Dragnet (1979)
The muddle that is the Fall’s second LP must have come as a surprise to anyone following the band’s career closely at that point. The group released one of their strongest statements yet just four months earlier with their “Rowche Rumble” single. The songs were still sloppy and wobbly but you couldn’t deny that MES’s lyrics and the band’s playing had an impressive verve.
Dragnet, in comparison, feels like everything is crumbling apart as fast as they build it. The songs are playful and feel like they were constructed just a few minutes before the tape started rolling, but that doesn’t suit this version of The Fall one bit. The tension needed to hold these live wire elements of the band — particularly new guitarist Craig Scanlon and new bassist Steve Hanley — just isn’t there. It sure makes the moments of crystal clear cohesion — the moody, powerful “Before The Moon Falls,” the out-of-tune but joyous “Choc-Stock,” and the Bo Diddley shuffle of “Dice Man” — feel even more glaring.

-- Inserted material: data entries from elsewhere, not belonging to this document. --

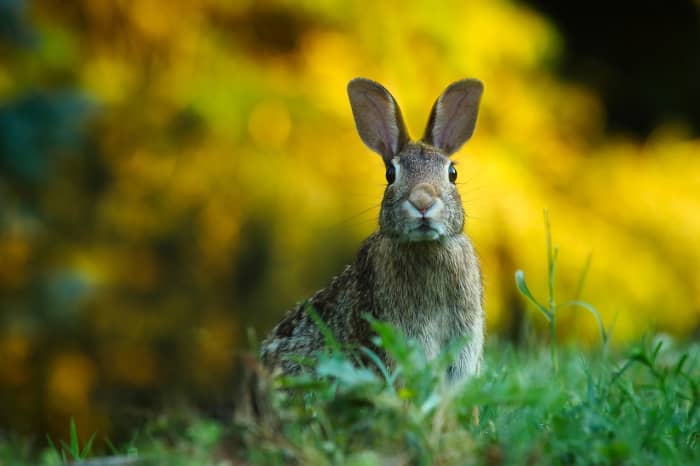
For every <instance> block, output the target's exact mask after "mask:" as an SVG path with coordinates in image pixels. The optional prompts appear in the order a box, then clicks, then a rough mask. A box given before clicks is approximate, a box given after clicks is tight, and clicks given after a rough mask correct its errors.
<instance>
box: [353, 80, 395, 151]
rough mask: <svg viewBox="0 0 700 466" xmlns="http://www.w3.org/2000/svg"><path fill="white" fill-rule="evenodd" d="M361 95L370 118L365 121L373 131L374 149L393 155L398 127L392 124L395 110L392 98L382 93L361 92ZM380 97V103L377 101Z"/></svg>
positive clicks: (394, 119) (377, 100) (394, 120)
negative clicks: (374, 148) (371, 120)
mask: <svg viewBox="0 0 700 466" xmlns="http://www.w3.org/2000/svg"><path fill="white" fill-rule="evenodd" d="M362 97H363V99H364V100H365V105H366V106H367V107H368V112H367V114H368V115H371V118H368V120H373V121H367V124H368V125H370V127H371V128H372V130H373V131H374V132H375V137H376V141H373V144H374V146H375V150H377V151H378V152H380V153H382V154H383V155H386V156H389V155H393V154H395V153H396V151H397V149H398V148H397V147H396V146H397V145H398V137H399V134H398V128H396V126H395V125H392V122H394V121H395V120H396V111H395V109H394V103H393V102H392V100H391V99H390V98H389V97H388V96H386V95H384V94H383V93H381V94H379V93H372V94H370V92H363V93H362ZM378 99H382V101H383V102H382V104H380V103H379V102H378Z"/></svg>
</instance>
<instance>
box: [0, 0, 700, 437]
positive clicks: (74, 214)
mask: <svg viewBox="0 0 700 466" xmlns="http://www.w3.org/2000/svg"><path fill="white" fill-rule="evenodd" d="M627 3H628V2H605V3H604V2H602V1H600V0H591V1H586V2H557V1H554V0H552V1H538V0H531V1H523V2H516V1H507V0H495V1H494V0H470V1H467V2H465V1H453V2H449V1H448V2H443V3H441V4H440V5H441V6H440V7H436V6H435V4H434V2H429V1H405V0H404V1H386V2H351V1H347V0H324V1H285V0H269V1H264V2H254V1H245V0H196V1H195V0H179V1H174V0H168V1H165V0H162V1H160V0H139V1H129V0H111V1H93V0H74V1H71V2H65V1H58V0H35V1H31V2H30V1H27V0H0V434H2V433H3V432H5V433H8V432H18V433H20V434H33V435H34V436H35V437H36V438H37V439H38V442H39V443H41V442H44V441H45V440H44V439H45V437H44V435H45V434H46V433H50V434H52V435H63V438H65V430H66V429H67V427H68V419H69V418H70V417H71V416H73V417H75V419H76V422H77V425H78V431H79V432H81V433H86V434H87V435H89V434H90V433H91V432H98V437H97V438H98V439H101V438H102V437H104V436H110V438H112V439H117V440H118V439H120V438H124V437H125V436H126V432H128V431H129V430H130V429H132V428H133V426H134V419H138V418H139V416H141V417H144V416H146V414H144V413H145V412H147V411H140V409H146V410H147V409H148V407H150V408H151V409H153V407H154V406H158V404H159V403H163V402H164V400H166V402H168V400H174V399H182V398H184V399H188V400H189V399H213V398H215V397H216V396H219V395H220V394H221V393H226V392H227V390H229V389H230V387H231V385H232V384H233V383H234V382H233V381H232V369H231V366H232V360H233V359H232V354H233V352H234V350H235V349H237V348H246V347H248V345H249V342H248V337H247V335H248V329H252V330H254V332H255V333H256V334H257V336H258V338H262V337H263V336H264V335H265V333H266V332H267V331H268V330H269V329H270V328H271V326H272V325H273V324H274V323H275V321H276V320H277V319H278V318H279V317H280V316H281V315H282V314H283V312H284V311H285V310H286V309H288V308H290V307H292V306H293V304H294V303H295V302H296V301H299V300H301V299H304V298H306V297H308V296H309V295H310V294H311V293H312V292H313V291H315V290H316V289H318V288H320V287H322V286H324V285H325V284H326V283H327V282H328V281H329V279H330V278H331V277H332V276H333V275H334V274H336V273H338V272H339V271H340V270H341V269H342V267H343V265H344V264H346V263H349V262H350V261H352V259H353V256H354V253H355V251H356V250H357V248H358V246H359V244H360V242H361V241H362V239H363V238H364V237H365V236H367V235H368V234H369V233H370V232H371V231H373V230H374V229H375V228H376V225H377V221H376V218H377V215H378V207H379V202H380V200H381V196H382V191H383V187H384V170H383V165H382V162H381V160H380V158H379V157H378V156H377V155H375V154H374V153H372V152H370V151H369V150H368V149H366V148H365V147H364V146H363V145H362V143H361V141H360V139H359V137H358V136H357V135H356V133H355V128H354V124H353V120H352V115H351V112H350V108H349V105H348V102H347V97H346V93H345V86H346V84H347V82H348V80H350V79H351V78H353V77H355V76H365V77H369V78H372V79H375V80H378V81H380V82H381V83H383V84H384V85H385V86H386V87H387V88H389V89H390V90H391V92H392V93H393V94H394V96H395V97H396V98H397V100H398V102H399V104H400V105H401V107H402V110H403V113H404V117H405V119H406V121H407V124H408V126H409V129H410V132H411V134H412V135H413V136H414V137H419V136H420V135H421V134H422V131H423V127H424V125H425V123H426V122H427V117H428V112H429V109H430V107H431V105H432V103H433V101H434V99H435V98H436V97H437V96H438V95H439V93H440V92H441V91H442V90H443V89H444V88H445V87H446V86H447V84H449V83H450V82H452V81H454V80H457V79H461V78H463V77H477V78H479V79H481V80H482V81H483V82H484V83H485V87H486V91H485V94H484V97H483V100H482V108H481V112H480V116H479V121H478V124H477V129H476V133H475V136H474V138H473V139H472V141H471V142H469V143H468V144H467V145H466V146H465V147H464V148H463V149H462V150H461V151H460V152H459V153H458V154H457V155H456V157H455V159H456V160H457V161H458V162H459V181H461V182H462V184H461V185H460V190H461V193H462V196H463V199H464V203H465V208H466V211H467V215H468V220H467V227H466V230H467V232H468V233H469V234H470V235H471V236H472V238H473V240H474V243H475V244H476V248H477V250H478V252H479V254H480V256H481V260H482V263H483V269H484V281H485V287H486V308H487V315H488V326H489V331H490V334H491V335H494V336H497V335H501V336H502V337H503V338H506V339H510V340H512V341H514V342H516V343H517V342H518V341H519V339H520V338H521V336H522V333H523V330H522V328H523V325H524V324H526V323H527V320H528V319H527V317H526V316H527V315H531V316H530V319H531V320H532V325H534V326H535V327H537V324H538V323H539V316H536V315H534V314H532V313H533V312H534V311H532V310H531V309H529V308H527V307H526V306H525V303H524V301H523V300H522V299H521V298H520V297H519V296H518V294H517V292H516V289H515V287H514V281H513V273H514V271H515V270H516V269H518V268H521V269H523V270H525V272H526V275H527V278H528V282H529V283H530V288H531V289H532V290H533V292H534V293H535V294H536V295H538V296H544V294H545V290H546V281H545V279H546V250H545V233H544V227H543V221H542V212H543V209H545V208H547V209H549V212H550V215H551V219H552V233H553V236H554V242H555V243H556V244H557V245H559V247H560V260H559V269H558V275H557V288H556V289H557V293H559V295H560V296H561V298H562V299H566V298H574V297H575V295H577V294H578V290H579V288H580V286H579V277H580V276H581V273H582V271H583V270H584V269H586V267H587V266H586V264H587V262H588V260H589V258H590V268H589V273H588V276H587V279H586V281H585V284H584V286H583V287H582V291H581V296H582V297H583V298H584V299H586V300H587V301H589V302H591V303H593V304H594V305H595V306H596V307H597V308H598V309H599V310H600V312H601V313H602V315H603V318H604V321H605V323H606V324H607V325H609V326H613V327H614V330H613V339H614V341H615V342H617V343H621V342H627V341H629V340H631V339H634V338H638V337H639V336H640V335H641V334H643V333H644V332H648V331H663V332H668V333H670V334H672V335H675V336H677V337H679V338H697V337H698V333H699V332H700V330H699V329H700V273H698V270H699V268H700V247H699V243H698V238H700V215H699V213H700V157H699V154H700V139H698V135H699V134H700V105H699V103H700V58H699V56H698V50H700V3H698V2H697V1H696V2H693V1H669V2H663V3H662V2H651V1H638V2H634V4H633V5H634V8H631V7H630V5H627ZM560 319H561V320H560V326H559V334H560V338H562V339H564V340H568V341H575V342H583V343H585V344H593V343H597V342H598V334H597V330H596V326H595V322H594V321H593V320H592V319H591V318H590V316H588V315H586V314H583V313H582V312H581V311H569V312H568V313H565V314H562V315H561V317H560ZM544 338H545V337H544V336H543V339H544Z"/></svg>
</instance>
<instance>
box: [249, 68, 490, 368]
mask: <svg viewBox="0 0 700 466" xmlns="http://www.w3.org/2000/svg"><path fill="white" fill-rule="evenodd" d="M347 92H348V96H349V99H350V106H351V108H352V113H353V116H354V119H355V125H356V127H357V131H358V133H359V135H360V138H361V139H362V141H363V142H364V143H365V144H366V145H367V146H368V147H369V148H370V149H372V150H373V151H374V152H376V153H378V154H379V155H380V156H381V157H382V159H383V161H384V165H385V168H386V179H387V186H386V189H385V191H384V197H383V199H382V204H381V210H380V213H379V229H378V230H377V231H376V232H375V233H373V234H372V235H370V236H369V237H368V238H367V239H366V240H365V241H364V242H363V244H362V246H361V247H360V250H359V252H358V253H357V257H356V259H355V262H354V263H353V264H352V265H349V266H346V268H345V270H343V272H342V273H341V274H340V275H338V276H336V277H335V278H333V280H332V281H331V283H330V284H329V285H328V286H327V287H326V288H323V289H321V290H320V291H318V292H316V293H315V294H314V295H313V296H312V297H311V298H310V299H309V300H308V301H306V302H305V303H302V304H299V305H297V307H296V309H294V310H292V311H291V312H289V313H288V314H287V315H286V316H285V317H284V318H283V319H282V320H281V321H280V322H279V323H278V324H277V325H276V326H275V327H274V328H273V329H272V331H271V332H270V334H269V336H268V337H267V339H266V340H265V341H264V342H263V343H262V347H261V357H262V361H263V363H264V364H265V365H266V366H268V367H269V368H271V369H273V370H275V369H277V370H281V371H282V372H283V373H287V374H295V373H299V372H300V371H301V370H302V366H301V365H300V364H299V358H298V356H301V357H302V358H308V357H312V356H313V355H314V354H315V353H317V352H318V350H320V349H321V348H322V347H323V346H324V343H325V341H324V336H323V334H322V332H321V331H320V330H319V327H318V326H317V324H316V323H315V322H314V319H313V318H312V317H311V316H310V314H309V312H308V310H307V305H311V306H312V307H313V309H314V310H315V311H316V313H317V315H318V316H319V317H320V319H321V320H322V321H323V323H324V324H325V326H327V327H328V329H330V331H332V332H333V334H334V336H335V338H336V339H337V341H338V342H340V343H341V344H342V345H343V346H345V347H358V346H366V347H370V348H372V349H373V350H377V351H379V349H378V348H376V347H374V346H373V343H372V337H373V333H372V330H371V328H370V325H369V323H368V321H367V320H366V319H365V318H364V317H363V316H364V315H365V314H366V313H368V314H370V315H371V316H373V317H374V318H376V319H378V320H381V321H385V322H388V323H390V324H392V325H393V326H394V327H395V328H397V329H399V330H400V331H401V332H402V333H403V334H404V335H405V336H407V337H409V338H415V339H417V341H419V342H420V344H421V346H422V347H423V349H424V350H425V353H426V356H427V357H428V358H433V357H435V356H436V355H437V354H439V353H440V351H441V350H442V349H444V348H445V346H446V345H447V344H448V342H450V341H451V340H453V339H454V338H460V337H463V336H466V337H467V343H466V345H465V347H464V348H463V349H462V350H461V353H459V355H458V357H457V358H456V361H455V362H454V363H453V364H452V366H450V368H449V369H448V371H447V372H448V373H447V377H448V379H449V380H464V379H467V378H469V377H471V376H473V375H475V374H477V373H478V371H479V367H480V364H481V359H482V354H483V346H484V311H483V286H482V281H481V271H480V266H479V261H478V259H477V256H476V253H475V250H474V246H473V245H472V243H471V241H470V239H469V238H468V237H467V236H466V235H465V234H464V233H463V228H464V217H465V214H464V209H463V207H462V201H461V199H460V196H459V193H458V192H457V188H456V186H455V180H456V178H457V170H456V168H455V166H454V164H453V163H452V162H451V161H450V159H449V156H450V155H452V154H453V153H455V152H456V151H457V150H458V149H459V148H460V147H461V146H462V145H463V144H464V143H465V142H466V141H467V140H469V139H470V138H471V136H472V133H473V132H474V128H475V126H476V120H477V113H478V109H479V102H480V100H481V95H482V93H483V84H482V83H481V82H480V81H478V80H476V79H464V80H461V81H457V82H455V83H452V84H450V85H449V86H448V87H447V88H446V89H445V91H444V92H443V93H442V94H441V95H440V97H439V98H438V99H437V101H436V102H435V104H434V105H433V108H432V111H431V113H430V118H429V120H428V125H427V128H426V130H425V133H424V134H423V137H422V139H421V140H419V141H416V142H414V141H411V140H410V139H409V136H408V131H407V130H406V126H405V125H404V122H403V118H402V116H401V111H400V109H399V106H398V104H397V103H396V100H395V99H394V97H393V96H392V95H391V94H390V93H389V91H387V90H386V89H385V88H384V87H383V86H382V85H381V84H379V83H377V82H374V81H372V80H369V79H365V78H355V79H353V80H352V81H350V83H349V84H348V87H347ZM378 354H379V355H380V357H381V358H382V359H383V362H384V363H385V364H386V365H387V367H392V363H391V361H390V360H388V358H387V356H386V355H385V354H384V353H383V352H381V351H379V353H378ZM295 356H297V357H296V358H295Z"/></svg>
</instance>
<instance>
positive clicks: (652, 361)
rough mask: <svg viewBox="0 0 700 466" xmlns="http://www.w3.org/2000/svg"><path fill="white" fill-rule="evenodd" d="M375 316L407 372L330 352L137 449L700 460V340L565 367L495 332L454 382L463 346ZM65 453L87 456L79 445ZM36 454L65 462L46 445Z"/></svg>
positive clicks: (576, 357)
mask: <svg viewBox="0 0 700 466" xmlns="http://www.w3.org/2000/svg"><path fill="white" fill-rule="evenodd" d="M373 325H375V326H376V327H377V330H378V331H379V333H380V335H381V337H380V342H381V344H382V345H383V346H384V347H385V349H386V350H387V351H389V353H391V354H392V355H393V356H394V357H395V358H396V360H397V361H398V364H397V367H396V370H395V371H393V372H391V373H390V372H389V371H387V372H386V373H385V374H384V375H382V372H381V371H375V370H371V369H368V368H358V367H356V366H355V365H354V364H353V361H352V360H351V359H350V358H349V357H348V356H346V355H344V354H343V353H339V352H336V351H329V352H328V353H326V354H324V355H321V356H320V359H319V362H318V364H317V365H316V366H315V368H314V369H313V372H312V373H310V374H307V375H304V376H299V377H285V378H278V379H276V380H275V382H274V386H275V387H274V389H273V390H272V391H271V395H272V409H271V410H270V411H269V412H268V413H266V415H265V416H263V420H262V422H260V423H258V424H255V423H251V422H241V423H220V422H215V421H212V420H207V419H204V418H201V417H197V416H193V417H191V418H189V419H188V418H184V419H179V420H173V419H169V420H168V419H165V420H163V419H161V420H158V421H154V422H153V423H152V425H150V426H147V427H145V428H142V429H140V430H139V432H138V436H137V438H136V439H135V441H134V442H133V443H134V445H133V446H132V458H133V457H137V458H140V459H141V460H143V461H144V464H172V465H203V464H212V465H214V464H226V463H222V461H224V460H225V459H228V460H231V459H233V458H235V459H236V460H243V461H245V463H243V464H256V465H278V464H279V465H283V464H313V465H340V464H348V465H385V464H397V465H398V464H411V465H433V464H435V465H465V464H486V465H497V464H572V465H573V464H625V465H628V464H629V465H636V464H638V465H655V464H658V465H673V464H678V465H683V464H700V446H699V445H698V443H699V442H698V441H699V436H700V413H699V411H698V403H699V399H698V397H699V395H700V394H699V393H698V386H697V382H696V381H698V380H700V361H699V358H700V346H698V345H697V344H694V345H688V344H684V345H679V344H676V343H674V342H673V341H671V340H669V339H662V338H658V337H657V338H648V339H645V340H644V341H642V342H640V343H639V344H638V345H635V346H633V347H632V348H630V349H628V350H627V351H625V352H623V353H619V354H617V353H615V354H613V355H606V354H605V353H604V352H602V351H593V352H587V353H582V352H581V351H580V350H577V349H575V348H560V352H559V368H558V370H557V371H556V372H555V371H554V370H553V367H552V364H551V360H550V354H549V352H548V348H544V347H543V348H537V349H530V350H527V351H523V350H516V349H514V348H512V347H510V346H509V345H507V344H504V343H498V342H495V341H492V342H491V344H490V345H489V347H488V348H487V352H486V363H485V365H484V370H483V372H482V375H481V376H480V377H478V378H476V379H474V380H472V381H469V382H468V383H466V384H464V385H462V386H450V385H449V384H447V383H446V382H445V380H444V377H443V374H444V373H445V368H446V367H447V364H448V363H449V361H450V359H451V354H452V353H454V352H447V354H445V355H444V357H442V358H440V359H439V360H438V361H433V362H428V361H427V360H426V359H425V357H424V355H423V354H422V352H421V351H420V349H419V347H418V345H417V344H416V343H415V342H412V341H406V340H405V339H403V338H402V337H401V336H400V335H398V334H396V333H395V332H394V331H393V330H392V329H391V328H390V327H388V326H386V325H384V324H380V323H374V324H373ZM387 377H388V378H389V379H390V380H391V381H392V382H393V383H387V381H386V378H387ZM474 406H478V407H479V417H480V419H479V423H478V425H477V424H476V423H475V419H474V416H473V408H474ZM63 448H64V449H66V450H68V451H69V452H73V451H74V452H75V453H78V452H80V456H81V457H83V456H84V455H83V450H81V449H80V448H78V445H77V443H73V440H71V443H69V444H66V445H64V446H63ZM83 449H84V447H83ZM51 451H52V449H51V448H48V452H51ZM136 451H138V454H136V453H133V452H136ZM54 453H55V451H54ZM71 455H72V453H71ZM76 456H77V455H76ZM29 457H30V453H29V452H26V451H23V450H22V449H21V448H17V447H16V446H15V447H13V446H12V444H10V443H8V442H5V444H4V445H2V446H0V462H2V464H29V463H23V461H28V458H29ZM67 459H72V457H71V456H69V457H68V458H67ZM35 461H37V462H36V463H35V464H56V462H55V461H56V458H55V455H50V454H46V453H45V454H44V455H43V456H42V457H40V458H39V459H38V460H36V459H35ZM229 464H230V463H229ZM233 464H239V463H235V462H234V463H233Z"/></svg>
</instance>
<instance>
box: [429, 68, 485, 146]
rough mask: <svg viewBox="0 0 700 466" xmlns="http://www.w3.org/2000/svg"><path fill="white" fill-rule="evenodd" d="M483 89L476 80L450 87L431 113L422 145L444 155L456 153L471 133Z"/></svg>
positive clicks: (440, 97) (475, 117)
mask: <svg viewBox="0 0 700 466" xmlns="http://www.w3.org/2000/svg"><path fill="white" fill-rule="evenodd" d="M483 92H484V85H483V84H481V81H478V80H476V79H463V80H461V81H457V82H455V83H452V84H450V85H449V86H448V87H447V89H445V92H443V93H442V95H441V96H440V97H438V99H437V101H435V105H433V110H432V111H431V112H430V119H429V120H428V126H427V127H426V128H425V134H424V135H423V141H425V142H426V143H428V144H430V145H432V146H435V147H437V148H438V149H441V150H443V151H444V152H445V154H446V155H451V154H453V153H455V152H456V151H457V150H458V149H459V148H460V147H462V144H464V143H465V142H467V141H468V140H469V138H471V136H472V134H473V133H474V127H475V126H476V116H477V114H478V112H479V101H480V100H481V94H482V93H483Z"/></svg>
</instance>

MES, for his part, takes a post-modern tone on these songs, commenting on and delighting in the commercial disinterest in the band’s work to date. He seems happy to be free of the “wage packet jobs” weighing down average blokes, and even happier poking fun at the “weak TV” and “weaker tea” being fobbed off as British pop music. Looked at through that lens, perhaps the entire album is a big fuck off to the establishment. If you want us, England, you have to sift through our shitty guitar playing and lyrical references to Lovecraft and Ray Milland to find us.